Gila longfin dace
- Conservation status: Vulnerable (NatureServe)

Scientific classification
- Domain: Eukaryota
- Kingdom: Animalia
- Phylum: Chordata
- Class: Actinopterygii
- Order: Cypriniformes
- Family: Leuciscidae
- Genus: Agosia
- Species: A. chrysogaster
- Subspecies: A. c. chrysogaster
- Trinomial name: Agosia chrysogaster chrysogaster (Girard, 1856)

= Gila longfin dace =

Subspecies of fish

The Gila longfin dace (Agosia chrysogaster chrysogaster) is a subspecies of the longfin dace found in Arizona. It is considered the nominate subspecies of the longfin dace.

== Description ==
The only other form of fish closely related to Gila longfin dace is the Yaqui longfin dace, which also occurs in Arizona. The body is fusiform, meaning that it is spindle-shaped (wide in the middle and tapers at both ends). The scales are small. A typical Gila dace has an average length of 3.5 inches. Their mouths are small and oblique, with a bluntly shaped snout and head. The nares or outer nostrils of the fish direct water toward the gills and define the termination of the mouth. The Gila dace is easily distinguishable from other minnows by the lack of dark spots normally located on the triangular dorsal fin. However, a large black spot is at the base of the caudal fin. This fish is typically silvery gray dorsally and olive ventrally, with the absence of gold speckles found on its relative, the Yaqui longfin dace.

==Habitat==
The Gila longfin dace has a wide range of water temperature preferences compared to other fish, being found from hot desert streams to mountain brooks with extremely cold water.
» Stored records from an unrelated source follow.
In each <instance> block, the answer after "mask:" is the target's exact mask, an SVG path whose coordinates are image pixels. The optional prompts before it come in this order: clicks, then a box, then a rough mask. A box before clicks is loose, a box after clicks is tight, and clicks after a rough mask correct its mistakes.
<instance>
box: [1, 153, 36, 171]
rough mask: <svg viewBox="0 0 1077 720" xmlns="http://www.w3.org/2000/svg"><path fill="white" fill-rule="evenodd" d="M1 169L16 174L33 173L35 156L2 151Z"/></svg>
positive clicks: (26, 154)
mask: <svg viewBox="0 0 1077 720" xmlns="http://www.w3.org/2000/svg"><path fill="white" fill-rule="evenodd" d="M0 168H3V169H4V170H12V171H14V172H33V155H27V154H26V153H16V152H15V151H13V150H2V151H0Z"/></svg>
They also prefer brooks and streams that have sandy or gravely bottoms, typically with overhanging banks to protect them from being spotted by predators and humans. The fish prefers relatively warmer water, with an average temperature preference of 23.9 °C. They also prefer water depths averaging 0.18 m. During water shortages, they seek refuge in algae and detritus mats of wetland habitats.

The Gila longfin dace was originally introduced into the Virgin River Basin, the Zuñi, and the Mimbres Rivers. This represents the bulk of the range and overall distribution of the fish, with increasing populations around mountainous areas of the Mogollon Rim. This drastic, rapid increase in range is due to vast climate changes within its range. They are generally found at elevations less than 4900 feet, with some scattered outlying records of species above 2030 meters.

==Biology==
Sediment discharge in river bottoms occurs during flooding seasons, and will cause the Gila dace to swim directly into the currents avoiding the spraying of sediment into the gills. If droughts occur, the fish also seek refuge in wetland areas such as algae mats. They can survive desiccation by hiding under logs and stones. The wetlands provide detritus, a nutrient that these fish primarily eat, as the fish are omnivorous and are opportunistic feeders. They can also feed on invertebrates, zooplankton, and other forms of algae when the circumstances allow.
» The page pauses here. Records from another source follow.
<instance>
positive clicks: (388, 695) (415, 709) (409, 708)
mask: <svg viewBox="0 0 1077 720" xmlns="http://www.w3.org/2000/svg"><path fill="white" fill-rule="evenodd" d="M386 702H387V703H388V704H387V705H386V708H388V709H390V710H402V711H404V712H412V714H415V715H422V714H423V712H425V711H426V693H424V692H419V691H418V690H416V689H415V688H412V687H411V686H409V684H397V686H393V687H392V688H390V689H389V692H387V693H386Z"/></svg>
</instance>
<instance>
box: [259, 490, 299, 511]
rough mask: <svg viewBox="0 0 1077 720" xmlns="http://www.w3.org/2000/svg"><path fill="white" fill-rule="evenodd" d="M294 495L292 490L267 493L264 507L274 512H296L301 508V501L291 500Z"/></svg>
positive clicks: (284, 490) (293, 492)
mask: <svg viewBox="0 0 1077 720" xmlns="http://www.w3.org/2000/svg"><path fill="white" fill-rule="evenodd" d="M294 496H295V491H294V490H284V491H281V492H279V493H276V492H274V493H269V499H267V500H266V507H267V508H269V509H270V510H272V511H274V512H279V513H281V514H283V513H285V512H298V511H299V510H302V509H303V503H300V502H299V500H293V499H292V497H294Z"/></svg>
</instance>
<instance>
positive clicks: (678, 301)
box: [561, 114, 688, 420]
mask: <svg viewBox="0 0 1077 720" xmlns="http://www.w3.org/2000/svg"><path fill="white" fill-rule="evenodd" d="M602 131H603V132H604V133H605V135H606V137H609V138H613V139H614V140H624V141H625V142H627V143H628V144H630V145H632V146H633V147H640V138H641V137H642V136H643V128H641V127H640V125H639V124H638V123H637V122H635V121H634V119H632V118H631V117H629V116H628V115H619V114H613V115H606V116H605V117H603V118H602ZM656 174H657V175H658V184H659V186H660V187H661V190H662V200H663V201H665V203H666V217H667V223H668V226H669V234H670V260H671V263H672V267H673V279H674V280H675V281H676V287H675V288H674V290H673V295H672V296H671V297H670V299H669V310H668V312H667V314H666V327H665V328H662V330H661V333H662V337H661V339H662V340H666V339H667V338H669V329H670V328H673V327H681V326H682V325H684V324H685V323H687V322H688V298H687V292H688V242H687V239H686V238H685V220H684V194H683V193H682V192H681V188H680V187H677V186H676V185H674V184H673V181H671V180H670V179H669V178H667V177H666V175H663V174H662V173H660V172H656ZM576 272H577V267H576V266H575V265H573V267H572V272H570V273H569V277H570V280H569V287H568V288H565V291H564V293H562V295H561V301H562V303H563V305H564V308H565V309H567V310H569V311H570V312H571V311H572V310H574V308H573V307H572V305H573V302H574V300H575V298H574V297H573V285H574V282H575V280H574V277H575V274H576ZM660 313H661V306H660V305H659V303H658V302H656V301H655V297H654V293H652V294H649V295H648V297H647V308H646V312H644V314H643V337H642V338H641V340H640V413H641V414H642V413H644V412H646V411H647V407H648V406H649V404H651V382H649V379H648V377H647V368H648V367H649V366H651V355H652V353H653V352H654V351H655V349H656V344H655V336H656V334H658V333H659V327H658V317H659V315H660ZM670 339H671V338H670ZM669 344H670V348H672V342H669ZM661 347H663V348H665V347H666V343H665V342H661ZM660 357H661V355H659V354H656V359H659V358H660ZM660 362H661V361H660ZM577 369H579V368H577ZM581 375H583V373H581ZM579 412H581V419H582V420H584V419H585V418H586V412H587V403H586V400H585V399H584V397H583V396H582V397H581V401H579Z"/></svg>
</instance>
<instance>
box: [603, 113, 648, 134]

Gila longfin daces usually spawn during the months of September to December, and can extend this into January in desert habitats. They reach sexual maturity within the first year of birth, and will create depressions in the sand to hide their eggs. This helps them provide a safe place for development, allowing minimal disturbance from other species or predators. Studies have shown a positive correlation between fecundity and fish length, and it is suggested that the same correlation exists between male body length and mating success.